O SMMP sublinha que “chegou o momento de verificar se a aposta no combate à corrupção constitui um propósito sério e firme do Governo ou se a mesma se vai quedar por um conjunto de intenções”.
O OE2022, adiantou o SMMP, terá que “espelhar, quer o plano estratégico para a corrupção, quer a aposta na melhoria da eficácia do sistema de justiça, um necessário reforço significativo dos meios técnicos e humanos”.
O bastonário da Ordem dos Advogados (OA), Luís Menezes Leitão, disse à Lusa que a OA gostaria que houvesse o “reforço do orçamento do Ministério da Justiça”.
O bastonário frisou que “a remuneração dos advogados que trabalham no acesso ao direito não é atualizada há muitos anos e em 2020 teve apenas uma atualização de oito cêntimos, violando a lei, que determina a sua atualização anual de acordo com a inflação”.
Da mesma forma, adiantou Menezes Leitão, deveriam ser reduzidas as custas judiciais, que “impossibilitam as pessoas da classe média de ter acesso à justiça”.
O bastonário da OA defendeu que é preciso “reabilitar muitos tribunais, uma vez que muitos estão em estado de degradação absoluta, como é exemplo dramático o Tribunal de Família e Menores de Aveiro”.
António Marçal, presidente do Sindicato dos Funcionários Judiciais (SFJ), referiu que para o OE2022 os oficiais de justiça “esperam que os bloqueios à normal progressão da carreira sejam efetivamente eliminados, de forma a permitir que se realizem os concursos de acesso às categorias de escrivão de direito e de técnico de justiça principal, bem como a regularização da situação dos secretários de justiça, num procedimento que teve já decisão do Tribunal Constitucional”.
De acordo com António Marçal, o SFJ espera que haja a abertura de procedimento de ingresso para “colmatar as carências enormes que existem nos tribunais e serviços do Ministério Público (MP)”, estimando o SFJ que a necessidade, de momento, seja de mil funcionários.

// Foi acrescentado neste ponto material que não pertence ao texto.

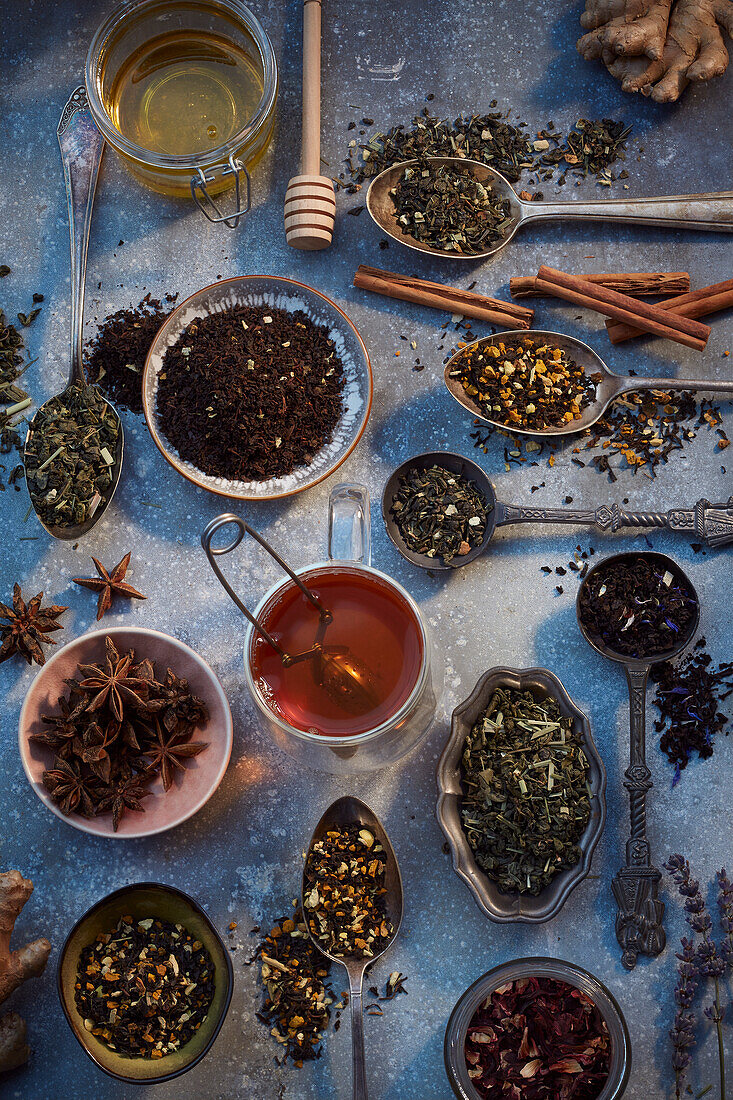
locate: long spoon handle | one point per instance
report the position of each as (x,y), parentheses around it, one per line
(81,147)
(712,523)
(707,385)
(712,211)
(636,884)
(356,983)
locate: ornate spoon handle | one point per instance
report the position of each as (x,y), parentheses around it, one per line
(636,886)
(712,523)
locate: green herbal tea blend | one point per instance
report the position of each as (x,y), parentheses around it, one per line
(345,892)
(70,455)
(636,607)
(526,791)
(449,209)
(117,730)
(529,385)
(144,988)
(116,358)
(251,393)
(438,513)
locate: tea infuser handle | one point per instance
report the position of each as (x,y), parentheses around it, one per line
(636,886)
(711,211)
(81,146)
(205,201)
(214,552)
(349,524)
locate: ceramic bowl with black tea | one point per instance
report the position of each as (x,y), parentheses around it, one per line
(142,901)
(499,904)
(611,1085)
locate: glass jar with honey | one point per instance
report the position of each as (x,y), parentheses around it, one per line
(185,91)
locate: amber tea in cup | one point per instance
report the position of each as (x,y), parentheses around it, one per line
(371,623)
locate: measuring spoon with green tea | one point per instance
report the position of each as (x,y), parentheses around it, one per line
(350,811)
(608,389)
(710,523)
(712,211)
(78,501)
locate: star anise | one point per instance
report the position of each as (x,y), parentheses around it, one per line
(69,789)
(113,683)
(168,751)
(124,794)
(109,584)
(29,626)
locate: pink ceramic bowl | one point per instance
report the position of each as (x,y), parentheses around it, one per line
(190,789)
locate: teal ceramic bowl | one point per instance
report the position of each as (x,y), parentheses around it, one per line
(142,900)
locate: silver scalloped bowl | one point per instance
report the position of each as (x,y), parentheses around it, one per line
(499,904)
(277,294)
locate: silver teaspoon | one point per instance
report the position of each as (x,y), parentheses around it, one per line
(81,146)
(350,811)
(608,389)
(711,211)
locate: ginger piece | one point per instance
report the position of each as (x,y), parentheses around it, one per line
(28,961)
(626,35)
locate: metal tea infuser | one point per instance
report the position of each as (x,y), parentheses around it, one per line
(346,680)
(636,886)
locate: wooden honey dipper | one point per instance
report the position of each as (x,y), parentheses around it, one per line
(309,200)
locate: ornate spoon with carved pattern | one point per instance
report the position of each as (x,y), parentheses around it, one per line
(711,523)
(608,388)
(636,886)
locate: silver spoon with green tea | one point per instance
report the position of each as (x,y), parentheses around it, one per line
(73,453)
(711,211)
(599,394)
(349,828)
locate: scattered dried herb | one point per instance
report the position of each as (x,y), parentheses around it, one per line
(538,1038)
(345,893)
(297,993)
(118,729)
(688,695)
(526,385)
(109,584)
(449,209)
(116,358)
(526,792)
(438,513)
(251,393)
(28,627)
(70,455)
(145,987)
(636,607)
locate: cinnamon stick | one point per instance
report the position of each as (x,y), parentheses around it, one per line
(701,303)
(437,296)
(635,284)
(641,315)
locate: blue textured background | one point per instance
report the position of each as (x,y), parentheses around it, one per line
(241,855)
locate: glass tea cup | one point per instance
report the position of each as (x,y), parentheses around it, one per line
(393,734)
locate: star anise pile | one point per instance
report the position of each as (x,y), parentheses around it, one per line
(117,730)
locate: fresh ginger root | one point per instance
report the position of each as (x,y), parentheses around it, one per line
(15,967)
(658,46)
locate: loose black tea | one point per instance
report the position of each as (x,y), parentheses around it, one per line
(688,695)
(529,385)
(116,358)
(251,393)
(343,892)
(298,997)
(526,791)
(538,1038)
(636,607)
(449,209)
(438,513)
(70,455)
(145,987)
(118,729)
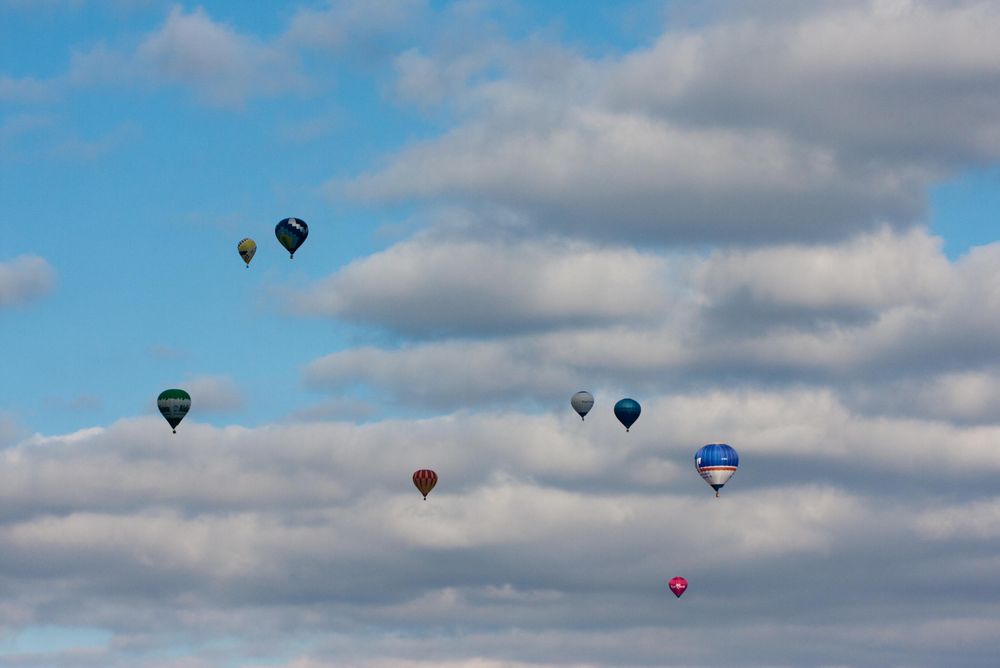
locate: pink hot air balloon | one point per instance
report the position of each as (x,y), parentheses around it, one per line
(678,586)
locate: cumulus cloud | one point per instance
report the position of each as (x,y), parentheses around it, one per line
(788,314)
(754,131)
(536,531)
(221,65)
(25,90)
(25,279)
(431,286)
(354,23)
(215,394)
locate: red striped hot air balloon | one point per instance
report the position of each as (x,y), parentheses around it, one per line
(425,479)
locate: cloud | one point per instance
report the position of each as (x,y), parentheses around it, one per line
(753,132)
(537,533)
(25,279)
(25,90)
(214,394)
(221,66)
(433,286)
(354,23)
(788,314)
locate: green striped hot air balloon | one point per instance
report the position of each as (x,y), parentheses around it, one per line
(174,405)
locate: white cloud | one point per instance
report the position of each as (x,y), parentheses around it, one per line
(746,132)
(353,22)
(865,314)
(434,286)
(535,531)
(25,90)
(221,65)
(25,279)
(214,394)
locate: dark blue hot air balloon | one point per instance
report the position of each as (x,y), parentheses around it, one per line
(627,411)
(291,232)
(716,463)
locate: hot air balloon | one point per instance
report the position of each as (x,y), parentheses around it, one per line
(291,232)
(627,411)
(247,247)
(425,479)
(174,405)
(716,463)
(582,402)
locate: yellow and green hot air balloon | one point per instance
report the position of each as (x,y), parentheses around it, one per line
(174,405)
(291,233)
(247,248)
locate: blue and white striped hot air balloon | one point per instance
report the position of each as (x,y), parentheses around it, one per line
(716,463)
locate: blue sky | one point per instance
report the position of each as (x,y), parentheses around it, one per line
(713,207)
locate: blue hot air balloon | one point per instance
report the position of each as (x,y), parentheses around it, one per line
(291,233)
(627,411)
(716,463)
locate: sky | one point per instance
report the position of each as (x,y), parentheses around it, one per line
(772,223)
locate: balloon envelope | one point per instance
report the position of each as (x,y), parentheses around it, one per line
(627,411)
(174,405)
(291,232)
(247,248)
(716,463)
(582,402)
(425,479)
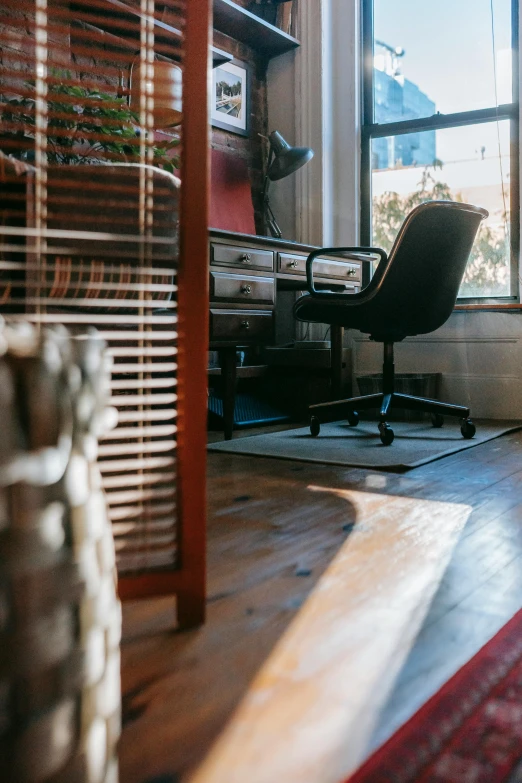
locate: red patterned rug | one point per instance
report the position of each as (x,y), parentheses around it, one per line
(470,731)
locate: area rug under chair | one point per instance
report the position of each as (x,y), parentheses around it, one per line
(416,443)
(470,731)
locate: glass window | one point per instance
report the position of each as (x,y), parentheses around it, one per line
(441,56)
(442,81)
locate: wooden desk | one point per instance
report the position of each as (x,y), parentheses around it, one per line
(246,273)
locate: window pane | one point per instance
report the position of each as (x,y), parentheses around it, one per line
(469,164)
(440,57)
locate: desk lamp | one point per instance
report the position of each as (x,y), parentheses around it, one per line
(282,161)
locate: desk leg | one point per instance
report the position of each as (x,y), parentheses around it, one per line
(227,361)
(336,358)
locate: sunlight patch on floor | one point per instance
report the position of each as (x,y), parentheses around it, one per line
(309,713)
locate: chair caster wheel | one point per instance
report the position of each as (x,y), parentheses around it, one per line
(387,434)
(315,426)
(467,429)
(353,419)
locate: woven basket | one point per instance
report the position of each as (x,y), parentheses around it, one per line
(60,620)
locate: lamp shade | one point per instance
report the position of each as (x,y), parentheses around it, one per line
(286,159)
(167,90)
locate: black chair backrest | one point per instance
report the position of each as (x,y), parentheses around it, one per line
(418,286)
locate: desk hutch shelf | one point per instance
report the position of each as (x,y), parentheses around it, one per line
(239,23)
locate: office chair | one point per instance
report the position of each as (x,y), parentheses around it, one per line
(413,291)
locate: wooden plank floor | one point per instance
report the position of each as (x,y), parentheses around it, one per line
(271,541)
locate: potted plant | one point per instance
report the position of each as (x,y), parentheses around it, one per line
(85,125)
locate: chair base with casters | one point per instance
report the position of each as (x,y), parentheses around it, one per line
(385,402)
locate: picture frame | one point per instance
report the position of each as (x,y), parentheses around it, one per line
(230,98)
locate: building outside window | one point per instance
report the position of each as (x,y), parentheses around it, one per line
(440,121)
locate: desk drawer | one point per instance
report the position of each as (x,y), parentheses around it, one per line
(241,326)
(342,270)
(242,288)
(247,257)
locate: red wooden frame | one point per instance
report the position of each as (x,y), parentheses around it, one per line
(189,582)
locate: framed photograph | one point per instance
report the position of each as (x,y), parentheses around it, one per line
(231,97)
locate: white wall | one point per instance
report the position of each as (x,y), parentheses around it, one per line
(478,353)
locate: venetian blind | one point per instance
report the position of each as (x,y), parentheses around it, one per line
(90,227)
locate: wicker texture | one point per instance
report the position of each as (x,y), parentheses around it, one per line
(60,619)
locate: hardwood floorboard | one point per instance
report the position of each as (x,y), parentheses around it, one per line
(272,536)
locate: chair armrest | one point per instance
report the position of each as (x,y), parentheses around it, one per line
(332,251)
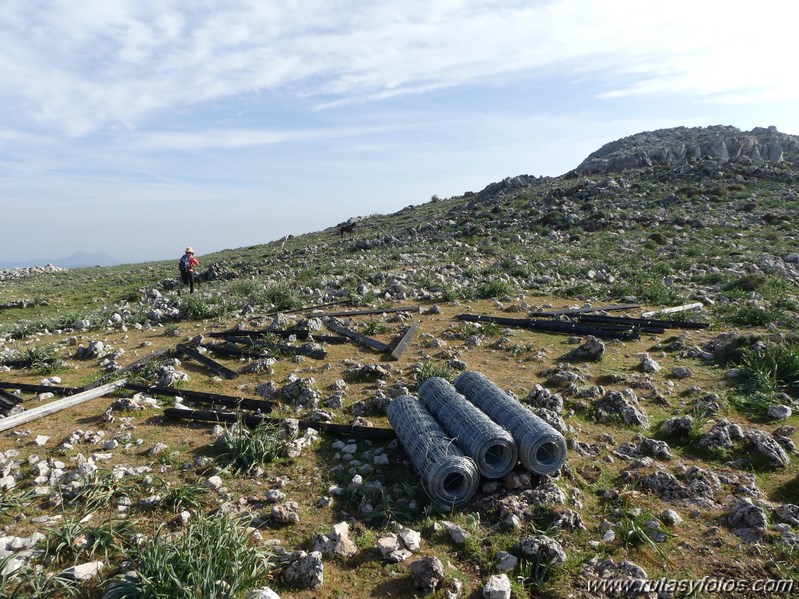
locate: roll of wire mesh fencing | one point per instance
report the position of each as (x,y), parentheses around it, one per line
(490,446)
(449,477)
(542,449)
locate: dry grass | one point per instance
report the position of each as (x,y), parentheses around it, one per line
(691,553)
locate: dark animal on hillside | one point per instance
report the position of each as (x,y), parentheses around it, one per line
(346,228)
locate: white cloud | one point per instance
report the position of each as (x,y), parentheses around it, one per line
(83,66)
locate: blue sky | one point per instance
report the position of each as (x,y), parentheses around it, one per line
(138,127)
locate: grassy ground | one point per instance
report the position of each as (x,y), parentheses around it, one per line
(461,270)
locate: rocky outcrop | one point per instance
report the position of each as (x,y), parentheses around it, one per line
(683,145)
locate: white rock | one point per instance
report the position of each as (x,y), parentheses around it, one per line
(497,587)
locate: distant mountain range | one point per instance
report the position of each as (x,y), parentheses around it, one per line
(76,260)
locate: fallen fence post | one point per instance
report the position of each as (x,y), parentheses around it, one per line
(309,308)
(373,311)
(57,406)
(361,432)
(41,388)
(556,326)
(128,368)
(683,308)
(647,325)
(210,364)
(567,311)
(228,401)
(399,349)
(363,339)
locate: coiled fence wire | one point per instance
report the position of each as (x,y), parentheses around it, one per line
(490,446)
(449,477)
(542,449)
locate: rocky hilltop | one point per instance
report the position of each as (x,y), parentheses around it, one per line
(684,145)
(682,461)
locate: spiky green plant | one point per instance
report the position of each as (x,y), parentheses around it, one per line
(431,368)
(213,558)
(244,449)
(27,582)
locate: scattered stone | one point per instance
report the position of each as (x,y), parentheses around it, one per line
(788,513)
(681,372)
(506,562)
(262,593)
(84,572)
(497,587)
(670,518)
(769,448)
(306,570)
(337,543)
(621,405)
(779,412)
(648,364)
(677,426)
(542,549)
(747,521)
(428,574)
(287,512)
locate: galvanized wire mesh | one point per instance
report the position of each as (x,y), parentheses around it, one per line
(542,449)
(449,477)
(490,446)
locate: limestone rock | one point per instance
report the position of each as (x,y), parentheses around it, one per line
(428,574)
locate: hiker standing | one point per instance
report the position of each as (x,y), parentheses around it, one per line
(187,264)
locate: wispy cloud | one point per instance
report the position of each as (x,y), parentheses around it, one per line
(80,67)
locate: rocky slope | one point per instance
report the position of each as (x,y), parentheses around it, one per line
(676,467)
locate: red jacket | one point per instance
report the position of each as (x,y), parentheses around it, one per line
(193,262)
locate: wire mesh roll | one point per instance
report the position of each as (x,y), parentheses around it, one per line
(490,446)
(449,477)
(542,449)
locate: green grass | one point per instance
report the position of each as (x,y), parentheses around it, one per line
(30,582)
(243,449)
(431,368)
(771,369)
(213,557)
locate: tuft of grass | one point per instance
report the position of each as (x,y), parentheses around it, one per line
(213,558)
(28,582)
(376,327)
(771,369)
(281,296)
(244,450)
(75,539)
(430,369)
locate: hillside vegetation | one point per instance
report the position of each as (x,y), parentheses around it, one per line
(702,482)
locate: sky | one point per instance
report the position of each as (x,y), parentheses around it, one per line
(138,127)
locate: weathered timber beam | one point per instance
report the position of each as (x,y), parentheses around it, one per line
(9,397)
(234,351)
(133,366)
(643,322)
(362,339)
(365,312)
(56,406)
(344,430)
(402,344)
(41,388)
(674,309)
(567,311)
(234,336)
(228,401)
(309,308)
(210,364)
(554,326)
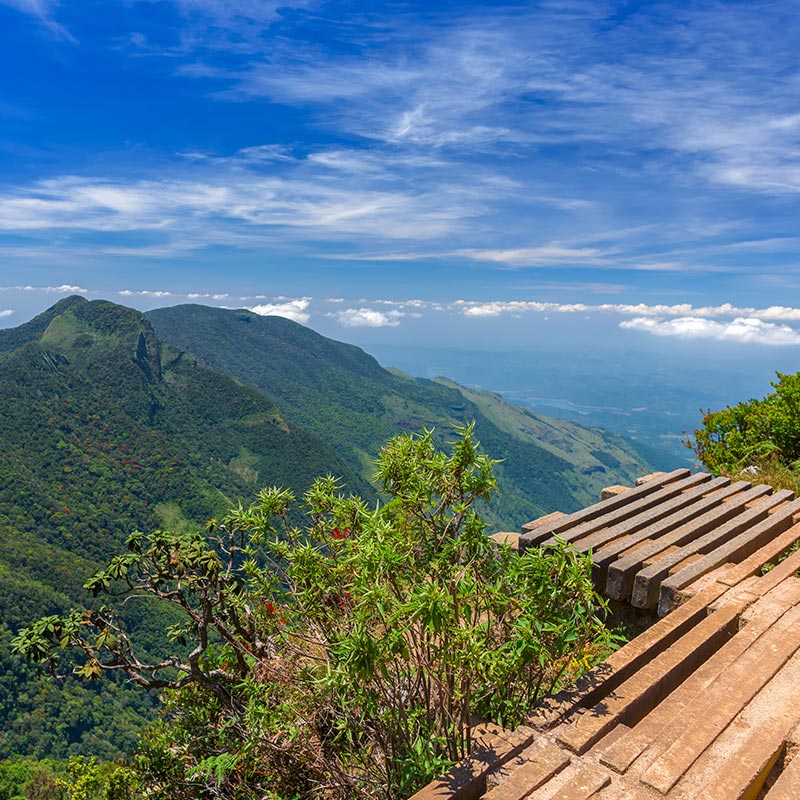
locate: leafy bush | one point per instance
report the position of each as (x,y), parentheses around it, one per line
(757,433)
(346,659)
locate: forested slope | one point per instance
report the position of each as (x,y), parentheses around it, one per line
(104,431)
(342,394)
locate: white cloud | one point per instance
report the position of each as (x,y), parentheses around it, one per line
(63,289)
(43,11)
(742,329)
(367,318)
(146,293)
(296,310)
(536,256)
(495,308)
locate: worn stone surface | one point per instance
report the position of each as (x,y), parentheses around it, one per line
(703,704)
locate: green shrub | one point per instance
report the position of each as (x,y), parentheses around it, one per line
(346,659)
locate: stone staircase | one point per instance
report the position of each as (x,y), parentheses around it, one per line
(706,702)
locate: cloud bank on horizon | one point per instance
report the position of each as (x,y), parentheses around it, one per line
(723,323)
(545,153)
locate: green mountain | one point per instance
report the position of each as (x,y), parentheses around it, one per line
(112,421)
(104,430)
(344,396)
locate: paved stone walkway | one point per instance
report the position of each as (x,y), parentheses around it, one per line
(706,702)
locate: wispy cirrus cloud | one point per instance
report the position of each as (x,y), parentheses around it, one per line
(43,11)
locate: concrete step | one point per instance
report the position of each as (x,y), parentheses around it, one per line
(647,583)
(534,767)
(638,695)
(668,719)
(642,512)
(664,516)
(536,532)
(735,550)
(726,698)
(738,762)
(621,572)
(601,681)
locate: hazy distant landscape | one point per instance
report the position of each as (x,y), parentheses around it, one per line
(650,396)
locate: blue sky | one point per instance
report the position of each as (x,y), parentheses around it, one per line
(424,168)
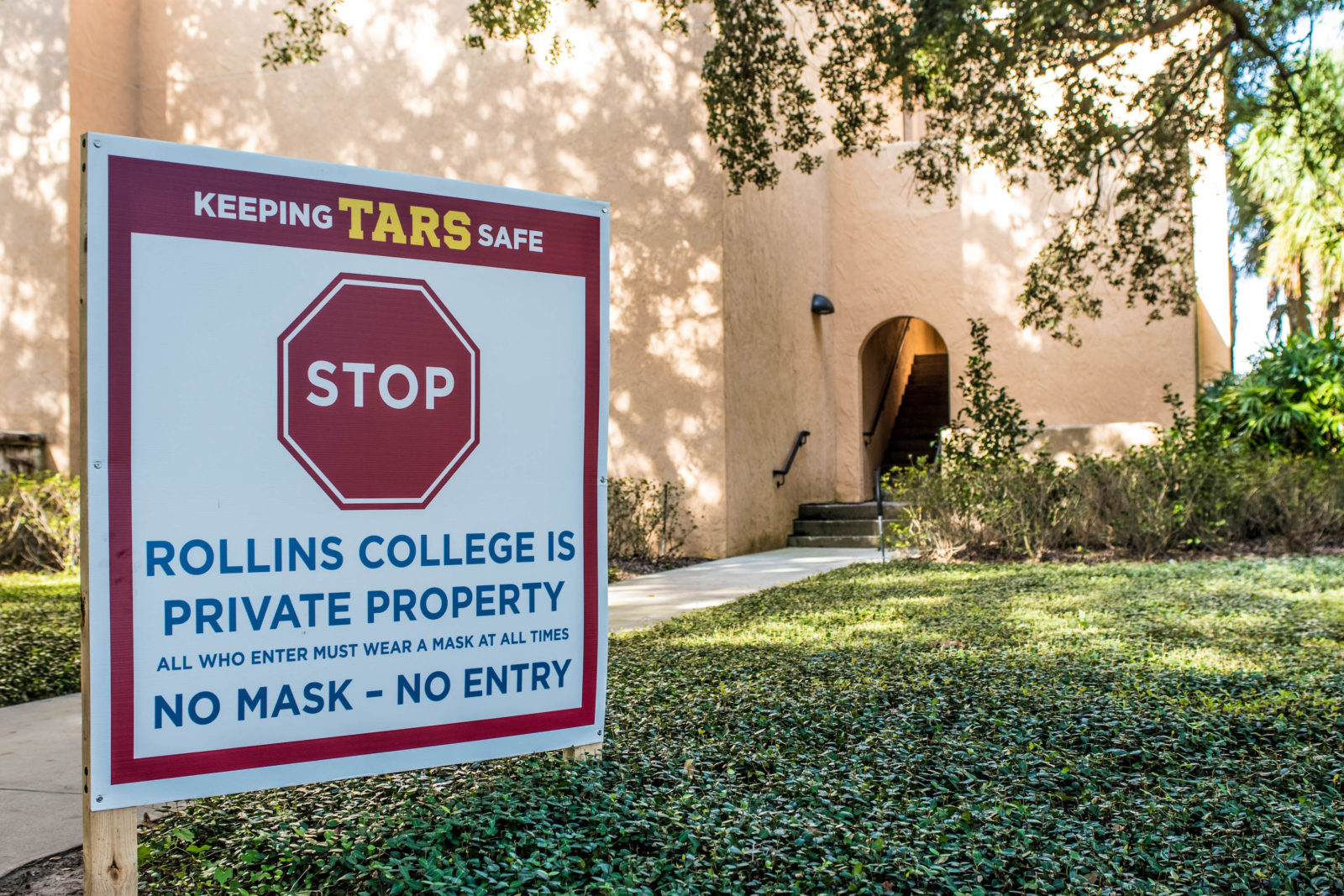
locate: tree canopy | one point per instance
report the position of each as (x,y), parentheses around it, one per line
(1043,90)
(1290,179)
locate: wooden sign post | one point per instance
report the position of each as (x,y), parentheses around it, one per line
(307,548)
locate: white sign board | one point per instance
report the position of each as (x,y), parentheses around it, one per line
(344,438)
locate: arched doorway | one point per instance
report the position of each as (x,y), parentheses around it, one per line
(904,365)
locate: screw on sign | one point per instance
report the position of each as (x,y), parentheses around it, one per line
(380,392)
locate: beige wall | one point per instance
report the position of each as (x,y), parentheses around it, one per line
(34,217)
(858,233)
(717,360)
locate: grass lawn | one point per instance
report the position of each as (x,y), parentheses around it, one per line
(911,728)
(39,636)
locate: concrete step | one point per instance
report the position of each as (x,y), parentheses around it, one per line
(837,527)
(833,542)
(844,511)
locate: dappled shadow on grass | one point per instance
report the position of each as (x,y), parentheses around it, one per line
(905,728)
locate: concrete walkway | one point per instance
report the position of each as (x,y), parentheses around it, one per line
(652,598)
(39,741)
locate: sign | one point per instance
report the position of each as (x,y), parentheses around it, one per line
(344,437)
(339,425)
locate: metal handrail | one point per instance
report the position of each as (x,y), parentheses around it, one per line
(788,465)
(886,383)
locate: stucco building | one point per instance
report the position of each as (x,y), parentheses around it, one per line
(718,360)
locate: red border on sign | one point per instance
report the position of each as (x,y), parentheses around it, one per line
(151,196)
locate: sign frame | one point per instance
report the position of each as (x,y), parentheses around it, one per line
(114,775)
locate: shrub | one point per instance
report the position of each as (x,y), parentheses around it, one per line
(39,636)
(1147,503)
(645,519)
(1292,401)
(991,425)
(39,523)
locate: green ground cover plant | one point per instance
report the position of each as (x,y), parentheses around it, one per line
(911,728)
(39,636)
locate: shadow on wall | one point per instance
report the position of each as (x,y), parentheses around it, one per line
(622,120)
(34,351)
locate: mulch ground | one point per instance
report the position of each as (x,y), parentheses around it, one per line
(60,875)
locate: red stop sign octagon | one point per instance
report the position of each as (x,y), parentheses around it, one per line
(380,392)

O presidente do SFJ alertou, contudo, que esta situação tende a agravar-se por força da idade dos atuais funcionários — 60% com mais de 50 anos –, notando que até 2028 irão aposentar-se por limite de idade cerca de 2.800 oficiais de justiça, pelo que importava constituir uma bolsa de recrutamento.
“Também será conveniente que sejam previstos investimentos na modernização e requalificação de edifícios, muitos dos quais não têm condições de funcionamento, com muitos a precisarem de intervenções nas coberturas e porque ainda existem muitos que não garantem as acessibilidades necessárias”, indicou António Marçal.
“Igualmente urge um planeamento para requalificar o parque informático dos tribunais e das secretarias, até porque o concurso feito está a causar muitos problemas porque os equipamentos não servem para o fim para o qual foram adquiridos, conforme nos é reportado de vários tribunais”, considerou ainda o presidente do SFJ.